The Portfolio Management Association of Canada (“PMAC”), through its Industry, Regulation & Tax Committee, is pleased to have the opportunity to comment on the March 4, 2015 consultative document, entitled Assessment Methodologies for Identifying Non-Bank Non-Insurer Global Systemically Important Financial Institutions (the “Second Consultative Document”), published by the Financial Stability Board (FSB) and the International Organization of Securities Commissions (IOSCO). Because PMAC’s members are Canadian asset management firms, we have a great interest in the FSB and IOSCO’s proposals on this topic, particularly as it relates to asset managers. Our submission will focus on the investment fund and asset management assessment methodologies included in the Second Consultative Document.
Our Members are of the view that risk among investment funds, and in the asset management industry more broadly, including asset managers, is not concentrated in individual entities, but instead is more a result of market shifts that may impact the industry across sectors due to many (and not one) factors. We agree with the position taken by the Asset Management Group at SIFMA that it would be more productive to assess and regulate “activities” in which investment funds and other capital market participants engage than it would be to try to identify individual entities that represent concentrated risk to such a degree that they warrant different regulation than their competitors. We also agree with the comments made by the Investment Advisor Association (IAA) that a sector-specific methodology for asset managers is unwarranted and support their comments on those aspects of the Second Consultation Document that relate to the proposed methodology for analyzing asset managers.
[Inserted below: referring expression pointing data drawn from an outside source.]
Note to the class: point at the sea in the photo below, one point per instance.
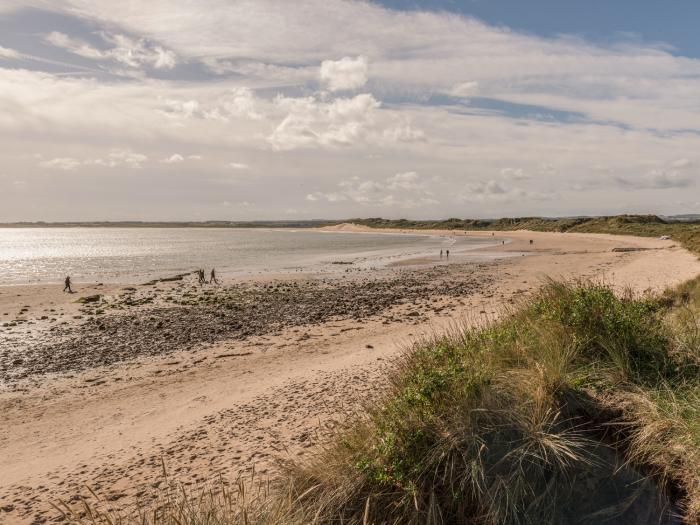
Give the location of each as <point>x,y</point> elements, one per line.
<point>128,255</point>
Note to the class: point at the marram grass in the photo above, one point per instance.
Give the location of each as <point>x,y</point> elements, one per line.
<point>579,406</point>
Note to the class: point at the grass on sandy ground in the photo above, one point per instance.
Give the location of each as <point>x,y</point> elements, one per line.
<point>574,406</point>
<point>579,406</point>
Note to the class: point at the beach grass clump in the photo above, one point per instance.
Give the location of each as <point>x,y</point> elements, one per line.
<point>579,406</point>
<point>535,419</point>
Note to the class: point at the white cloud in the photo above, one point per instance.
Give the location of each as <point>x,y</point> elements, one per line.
<point>173,159</point>
<point>74,45</point>
<point>61,163</point>
<point>681,163</point>
<point>465,89</point>
<point>345,74</point>
<point>405,190</point>
<point>311,122</point>
<point>515,173</point>
<point>6,52</point>
<point>626,104</point>
<point>409,180</point>
<point>125,50</point>
<point>496,191</point>
<point>656,179</point>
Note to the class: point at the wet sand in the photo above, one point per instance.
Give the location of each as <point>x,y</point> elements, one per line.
<point>216,380</point>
To the extent regulators determine specific activities or practices in the asset management industry pose risks to the market or to the financial system; domestic regulators should use their rulemaking authority to address those risks through activity-based regulation and not product entity based regulation. We do support the proposed approach to address certain systemically risky practices and activities; we believe there are less targeted regulatory powers that could be used which are not punitive to individual asset managers based on size or some other formula, or products and that do not depend on certain objective and subjective factors. Canadian securities regulators already have the tools required to address excessive risk taking and potential securities laws breaches and have used these tools to improve regulatory oversight over specific sectors. In addition, global regulatory bodies and standard-setting authorities, also has played an active role in facilitating these efforts.